The following table presents certain pro forma information, for illustrative purposes only, for the year ended December 31, 2018 as if both the Premier Merger and Puget Sound Merger had occurred on January 1, 2017. The estimated pro forma information combines the historical results of Premier Commercial and Puget Sound with the Company's consolidated historical results and includes certain adjustments reflecting the estimated impact of certain fair value adjustments for the respective periods. The pro forma information is not indicative of what would have occurred had the mergers occurred on January 1, 2017. In particular, the pro forma information does not consider any changes to the ACL on loans from recorded loans at fair value. Additionally, Heritage expected to achieve further operating savings and other business synergies, including interest income growth, as a result of the mergers which are not reflected in the pro forma amounts in the following table. As a result, actual amounts will differ from the pro forma information presented.

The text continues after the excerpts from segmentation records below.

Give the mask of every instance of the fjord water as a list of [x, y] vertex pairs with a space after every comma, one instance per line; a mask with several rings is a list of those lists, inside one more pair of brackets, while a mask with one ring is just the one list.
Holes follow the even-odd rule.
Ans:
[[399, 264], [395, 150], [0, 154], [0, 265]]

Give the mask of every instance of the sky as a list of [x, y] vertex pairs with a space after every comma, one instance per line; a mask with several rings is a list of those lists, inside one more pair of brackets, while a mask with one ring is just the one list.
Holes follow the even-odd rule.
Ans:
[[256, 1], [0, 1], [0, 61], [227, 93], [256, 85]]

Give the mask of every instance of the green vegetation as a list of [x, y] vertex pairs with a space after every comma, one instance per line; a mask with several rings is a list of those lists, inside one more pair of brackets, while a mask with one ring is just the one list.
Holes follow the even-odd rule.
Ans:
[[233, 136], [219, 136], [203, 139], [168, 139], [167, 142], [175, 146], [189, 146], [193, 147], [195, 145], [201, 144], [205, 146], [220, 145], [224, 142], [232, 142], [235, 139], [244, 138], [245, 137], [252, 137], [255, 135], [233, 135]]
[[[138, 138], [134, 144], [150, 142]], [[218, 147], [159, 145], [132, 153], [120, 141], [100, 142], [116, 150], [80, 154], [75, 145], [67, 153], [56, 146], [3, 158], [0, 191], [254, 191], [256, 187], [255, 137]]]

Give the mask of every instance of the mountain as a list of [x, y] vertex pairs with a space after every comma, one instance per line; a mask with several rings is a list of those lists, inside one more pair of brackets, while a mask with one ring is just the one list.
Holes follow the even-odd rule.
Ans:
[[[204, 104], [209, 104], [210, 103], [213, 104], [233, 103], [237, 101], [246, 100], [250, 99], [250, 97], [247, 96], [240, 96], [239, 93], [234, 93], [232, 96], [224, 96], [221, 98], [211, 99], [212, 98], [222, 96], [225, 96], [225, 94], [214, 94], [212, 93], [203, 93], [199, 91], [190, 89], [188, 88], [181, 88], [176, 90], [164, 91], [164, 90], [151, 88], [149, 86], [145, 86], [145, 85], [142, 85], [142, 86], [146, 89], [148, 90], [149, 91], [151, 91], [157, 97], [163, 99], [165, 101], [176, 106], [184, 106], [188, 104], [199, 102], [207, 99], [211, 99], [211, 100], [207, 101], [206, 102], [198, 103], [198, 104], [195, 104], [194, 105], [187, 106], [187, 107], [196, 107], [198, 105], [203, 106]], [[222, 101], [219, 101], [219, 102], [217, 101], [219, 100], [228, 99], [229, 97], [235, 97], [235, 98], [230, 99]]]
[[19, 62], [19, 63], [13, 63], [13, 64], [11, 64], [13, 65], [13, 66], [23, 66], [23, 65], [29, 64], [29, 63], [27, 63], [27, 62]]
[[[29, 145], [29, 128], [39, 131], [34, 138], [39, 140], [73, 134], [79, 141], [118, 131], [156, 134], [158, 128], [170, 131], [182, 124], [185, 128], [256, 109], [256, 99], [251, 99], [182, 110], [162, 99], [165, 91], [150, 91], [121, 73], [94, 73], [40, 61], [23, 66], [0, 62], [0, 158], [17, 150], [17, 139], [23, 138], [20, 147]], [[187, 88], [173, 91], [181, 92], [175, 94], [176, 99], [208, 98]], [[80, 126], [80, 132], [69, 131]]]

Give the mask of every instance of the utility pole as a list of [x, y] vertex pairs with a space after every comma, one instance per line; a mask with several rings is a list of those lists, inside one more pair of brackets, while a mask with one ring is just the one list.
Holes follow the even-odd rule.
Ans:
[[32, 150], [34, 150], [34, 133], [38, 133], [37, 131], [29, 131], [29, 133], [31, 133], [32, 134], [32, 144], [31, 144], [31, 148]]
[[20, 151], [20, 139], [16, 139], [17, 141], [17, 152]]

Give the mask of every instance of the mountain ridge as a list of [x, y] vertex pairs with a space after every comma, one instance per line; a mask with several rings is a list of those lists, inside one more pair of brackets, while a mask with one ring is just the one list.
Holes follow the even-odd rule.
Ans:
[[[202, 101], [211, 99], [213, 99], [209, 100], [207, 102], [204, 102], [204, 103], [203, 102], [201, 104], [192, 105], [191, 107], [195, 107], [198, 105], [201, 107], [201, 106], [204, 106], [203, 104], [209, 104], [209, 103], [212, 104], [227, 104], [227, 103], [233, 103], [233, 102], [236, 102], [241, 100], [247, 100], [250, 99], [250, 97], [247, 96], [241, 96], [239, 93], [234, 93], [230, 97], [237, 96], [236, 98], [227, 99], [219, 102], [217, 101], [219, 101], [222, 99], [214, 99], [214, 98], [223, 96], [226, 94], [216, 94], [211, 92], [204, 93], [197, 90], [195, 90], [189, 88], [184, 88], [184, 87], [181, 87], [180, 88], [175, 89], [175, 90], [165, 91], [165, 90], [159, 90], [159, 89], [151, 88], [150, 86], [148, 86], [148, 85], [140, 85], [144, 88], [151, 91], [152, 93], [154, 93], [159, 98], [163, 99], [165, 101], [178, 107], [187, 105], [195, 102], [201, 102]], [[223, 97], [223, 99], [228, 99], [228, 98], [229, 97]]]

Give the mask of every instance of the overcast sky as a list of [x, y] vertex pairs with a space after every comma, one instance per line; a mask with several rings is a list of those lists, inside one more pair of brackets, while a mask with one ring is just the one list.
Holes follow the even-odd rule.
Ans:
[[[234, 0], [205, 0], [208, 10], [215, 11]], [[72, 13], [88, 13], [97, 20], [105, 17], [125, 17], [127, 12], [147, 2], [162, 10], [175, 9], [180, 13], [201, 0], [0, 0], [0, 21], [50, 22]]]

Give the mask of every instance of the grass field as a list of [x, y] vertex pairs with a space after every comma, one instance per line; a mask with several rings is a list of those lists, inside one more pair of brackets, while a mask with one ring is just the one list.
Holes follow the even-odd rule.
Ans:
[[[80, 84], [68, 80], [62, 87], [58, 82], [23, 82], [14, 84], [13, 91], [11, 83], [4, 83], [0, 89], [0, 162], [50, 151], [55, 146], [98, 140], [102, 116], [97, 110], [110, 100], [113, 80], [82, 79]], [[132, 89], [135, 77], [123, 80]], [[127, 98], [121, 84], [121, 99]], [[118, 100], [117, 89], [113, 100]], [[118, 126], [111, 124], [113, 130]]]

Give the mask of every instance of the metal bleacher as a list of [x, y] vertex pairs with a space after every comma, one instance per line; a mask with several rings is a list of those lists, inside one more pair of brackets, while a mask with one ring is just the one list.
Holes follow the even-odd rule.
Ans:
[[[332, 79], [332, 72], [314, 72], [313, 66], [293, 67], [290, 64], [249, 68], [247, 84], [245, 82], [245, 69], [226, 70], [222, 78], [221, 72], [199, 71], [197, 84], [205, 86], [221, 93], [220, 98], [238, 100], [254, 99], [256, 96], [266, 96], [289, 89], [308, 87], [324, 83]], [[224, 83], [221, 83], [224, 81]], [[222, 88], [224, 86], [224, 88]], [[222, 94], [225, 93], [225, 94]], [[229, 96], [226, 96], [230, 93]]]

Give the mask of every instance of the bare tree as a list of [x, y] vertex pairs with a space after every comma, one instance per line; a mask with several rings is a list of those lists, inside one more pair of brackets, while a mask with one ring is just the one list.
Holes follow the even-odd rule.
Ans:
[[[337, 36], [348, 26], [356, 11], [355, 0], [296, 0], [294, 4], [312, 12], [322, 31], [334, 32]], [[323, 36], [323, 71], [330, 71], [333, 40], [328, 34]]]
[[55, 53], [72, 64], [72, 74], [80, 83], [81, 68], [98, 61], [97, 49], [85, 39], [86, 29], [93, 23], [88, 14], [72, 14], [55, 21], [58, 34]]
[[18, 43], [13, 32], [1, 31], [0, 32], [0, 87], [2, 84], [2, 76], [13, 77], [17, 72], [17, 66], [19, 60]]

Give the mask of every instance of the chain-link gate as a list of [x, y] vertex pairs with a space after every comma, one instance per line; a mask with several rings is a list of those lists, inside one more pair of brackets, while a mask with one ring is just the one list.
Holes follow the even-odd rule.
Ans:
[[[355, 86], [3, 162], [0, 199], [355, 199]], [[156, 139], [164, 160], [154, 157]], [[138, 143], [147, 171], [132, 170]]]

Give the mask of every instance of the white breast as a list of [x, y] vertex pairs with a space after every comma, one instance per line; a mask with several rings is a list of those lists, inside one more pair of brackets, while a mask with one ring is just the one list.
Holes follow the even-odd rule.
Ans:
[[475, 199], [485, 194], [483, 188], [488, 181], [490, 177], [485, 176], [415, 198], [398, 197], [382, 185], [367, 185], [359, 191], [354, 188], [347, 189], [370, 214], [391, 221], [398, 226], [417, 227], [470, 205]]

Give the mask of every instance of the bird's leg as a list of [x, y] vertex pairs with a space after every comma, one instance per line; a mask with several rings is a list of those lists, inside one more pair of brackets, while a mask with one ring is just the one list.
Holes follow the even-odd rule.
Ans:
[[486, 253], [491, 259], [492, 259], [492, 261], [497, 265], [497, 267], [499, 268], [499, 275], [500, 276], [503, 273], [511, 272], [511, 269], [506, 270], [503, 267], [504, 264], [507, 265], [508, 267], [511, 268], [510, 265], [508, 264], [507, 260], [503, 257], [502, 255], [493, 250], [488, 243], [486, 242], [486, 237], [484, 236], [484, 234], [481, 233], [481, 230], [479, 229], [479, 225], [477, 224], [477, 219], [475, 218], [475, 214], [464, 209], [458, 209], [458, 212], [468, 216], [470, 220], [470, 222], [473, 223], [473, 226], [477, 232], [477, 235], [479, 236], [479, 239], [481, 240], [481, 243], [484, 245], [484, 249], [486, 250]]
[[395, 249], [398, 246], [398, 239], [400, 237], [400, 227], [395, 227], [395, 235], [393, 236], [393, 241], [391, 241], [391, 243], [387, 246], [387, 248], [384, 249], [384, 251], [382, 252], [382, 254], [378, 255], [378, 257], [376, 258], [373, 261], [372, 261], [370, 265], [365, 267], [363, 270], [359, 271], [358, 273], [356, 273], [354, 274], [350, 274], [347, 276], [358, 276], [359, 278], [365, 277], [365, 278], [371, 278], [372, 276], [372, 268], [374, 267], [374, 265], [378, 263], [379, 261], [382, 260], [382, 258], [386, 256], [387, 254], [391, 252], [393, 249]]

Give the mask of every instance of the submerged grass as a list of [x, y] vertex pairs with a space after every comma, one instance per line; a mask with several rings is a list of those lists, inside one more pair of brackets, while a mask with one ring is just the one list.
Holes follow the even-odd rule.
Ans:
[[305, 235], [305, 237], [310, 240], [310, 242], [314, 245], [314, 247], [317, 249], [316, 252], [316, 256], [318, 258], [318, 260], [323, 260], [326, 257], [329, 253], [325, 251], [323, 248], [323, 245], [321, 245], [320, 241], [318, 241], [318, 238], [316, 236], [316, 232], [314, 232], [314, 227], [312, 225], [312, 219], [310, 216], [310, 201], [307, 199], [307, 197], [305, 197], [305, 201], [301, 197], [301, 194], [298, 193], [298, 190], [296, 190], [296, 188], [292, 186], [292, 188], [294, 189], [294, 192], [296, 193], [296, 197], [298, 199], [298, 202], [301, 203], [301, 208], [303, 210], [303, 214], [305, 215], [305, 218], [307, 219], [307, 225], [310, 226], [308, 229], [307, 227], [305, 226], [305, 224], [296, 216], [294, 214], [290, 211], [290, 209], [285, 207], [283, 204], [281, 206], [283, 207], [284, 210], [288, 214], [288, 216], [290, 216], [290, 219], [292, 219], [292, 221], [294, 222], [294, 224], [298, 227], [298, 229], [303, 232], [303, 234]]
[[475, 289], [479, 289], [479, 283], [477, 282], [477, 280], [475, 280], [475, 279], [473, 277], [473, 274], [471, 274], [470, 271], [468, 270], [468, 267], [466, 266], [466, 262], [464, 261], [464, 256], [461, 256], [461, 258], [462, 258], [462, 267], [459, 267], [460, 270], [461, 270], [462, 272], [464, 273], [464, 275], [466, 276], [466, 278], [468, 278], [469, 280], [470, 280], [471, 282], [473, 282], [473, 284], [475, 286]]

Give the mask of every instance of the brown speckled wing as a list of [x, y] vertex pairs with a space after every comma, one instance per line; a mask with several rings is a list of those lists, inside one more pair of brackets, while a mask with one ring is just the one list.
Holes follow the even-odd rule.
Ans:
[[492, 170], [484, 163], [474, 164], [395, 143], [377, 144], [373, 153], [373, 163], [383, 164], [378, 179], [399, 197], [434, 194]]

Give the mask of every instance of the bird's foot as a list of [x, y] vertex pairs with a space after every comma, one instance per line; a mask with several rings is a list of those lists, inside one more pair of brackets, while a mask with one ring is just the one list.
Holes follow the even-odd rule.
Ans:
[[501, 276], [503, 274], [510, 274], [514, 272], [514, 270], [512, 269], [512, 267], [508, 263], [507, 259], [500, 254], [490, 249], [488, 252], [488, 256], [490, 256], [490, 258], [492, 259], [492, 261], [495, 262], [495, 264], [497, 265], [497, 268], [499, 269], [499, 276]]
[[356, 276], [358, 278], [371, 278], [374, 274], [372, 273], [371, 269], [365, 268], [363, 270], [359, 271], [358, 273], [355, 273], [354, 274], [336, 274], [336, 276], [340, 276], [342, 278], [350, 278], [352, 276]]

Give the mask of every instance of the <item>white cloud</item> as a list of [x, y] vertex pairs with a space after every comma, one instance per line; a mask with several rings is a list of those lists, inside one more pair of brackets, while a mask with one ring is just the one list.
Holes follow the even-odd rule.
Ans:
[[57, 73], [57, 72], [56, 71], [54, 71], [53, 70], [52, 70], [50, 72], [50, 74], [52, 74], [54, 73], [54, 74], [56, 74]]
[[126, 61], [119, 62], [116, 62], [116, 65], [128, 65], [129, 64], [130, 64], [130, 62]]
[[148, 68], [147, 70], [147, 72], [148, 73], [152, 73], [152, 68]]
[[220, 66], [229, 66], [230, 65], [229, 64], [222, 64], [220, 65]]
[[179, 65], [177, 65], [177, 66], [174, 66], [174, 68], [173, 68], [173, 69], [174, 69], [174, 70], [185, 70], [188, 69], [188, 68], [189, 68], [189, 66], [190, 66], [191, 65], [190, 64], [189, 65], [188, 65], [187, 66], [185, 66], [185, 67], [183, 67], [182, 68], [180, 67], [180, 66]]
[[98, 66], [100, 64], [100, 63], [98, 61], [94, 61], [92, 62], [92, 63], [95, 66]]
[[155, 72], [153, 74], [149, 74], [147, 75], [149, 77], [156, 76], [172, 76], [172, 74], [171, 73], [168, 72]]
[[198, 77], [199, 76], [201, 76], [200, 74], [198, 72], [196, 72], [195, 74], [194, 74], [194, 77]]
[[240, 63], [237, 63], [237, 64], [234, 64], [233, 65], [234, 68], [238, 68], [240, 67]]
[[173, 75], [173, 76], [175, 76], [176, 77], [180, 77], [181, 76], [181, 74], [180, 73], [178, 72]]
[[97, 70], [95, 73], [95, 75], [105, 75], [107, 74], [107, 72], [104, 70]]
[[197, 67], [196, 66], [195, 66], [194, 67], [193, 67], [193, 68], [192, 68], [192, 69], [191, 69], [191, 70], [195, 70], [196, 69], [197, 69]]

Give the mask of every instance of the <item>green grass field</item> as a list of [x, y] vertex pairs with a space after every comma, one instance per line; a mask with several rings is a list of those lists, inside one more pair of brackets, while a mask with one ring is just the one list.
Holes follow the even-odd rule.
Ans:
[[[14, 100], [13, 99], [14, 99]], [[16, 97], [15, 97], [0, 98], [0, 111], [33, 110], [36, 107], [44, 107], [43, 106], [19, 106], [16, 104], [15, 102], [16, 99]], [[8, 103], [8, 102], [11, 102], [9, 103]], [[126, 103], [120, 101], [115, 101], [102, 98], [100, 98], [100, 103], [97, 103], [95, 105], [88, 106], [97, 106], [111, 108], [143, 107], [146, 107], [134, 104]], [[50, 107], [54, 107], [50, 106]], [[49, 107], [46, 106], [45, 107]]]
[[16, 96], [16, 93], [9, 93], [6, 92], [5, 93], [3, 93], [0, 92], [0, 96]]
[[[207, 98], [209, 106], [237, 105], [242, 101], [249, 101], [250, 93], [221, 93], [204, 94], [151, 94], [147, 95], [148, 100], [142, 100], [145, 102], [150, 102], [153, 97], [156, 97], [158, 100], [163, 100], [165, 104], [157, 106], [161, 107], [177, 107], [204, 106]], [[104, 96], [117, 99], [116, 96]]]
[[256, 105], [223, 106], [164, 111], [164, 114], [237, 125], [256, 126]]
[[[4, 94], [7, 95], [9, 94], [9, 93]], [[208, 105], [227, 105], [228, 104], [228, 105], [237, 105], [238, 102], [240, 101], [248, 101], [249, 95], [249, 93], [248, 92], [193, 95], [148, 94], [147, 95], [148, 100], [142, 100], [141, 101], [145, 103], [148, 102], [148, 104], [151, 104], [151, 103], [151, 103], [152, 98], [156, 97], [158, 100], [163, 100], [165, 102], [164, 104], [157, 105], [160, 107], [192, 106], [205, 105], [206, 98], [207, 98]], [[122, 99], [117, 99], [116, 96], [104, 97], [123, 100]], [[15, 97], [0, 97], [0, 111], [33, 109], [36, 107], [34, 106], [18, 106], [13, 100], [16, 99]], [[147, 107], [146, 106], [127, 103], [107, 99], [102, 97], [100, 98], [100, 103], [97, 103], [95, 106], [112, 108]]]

Pro Forma for the Year Ended December 31, 2018
(In thousands, except per share amounts)
Net interest income$194,989 
Net income69,515 
Basic earnings per common share1.88 
Dilutive Earnings per common share1.87 

The Company believes that the historical Premier Commercial and Puget Sound operating results, individually or collectively, are not considered of enough significance to be meaningful to the Company’s results of operations.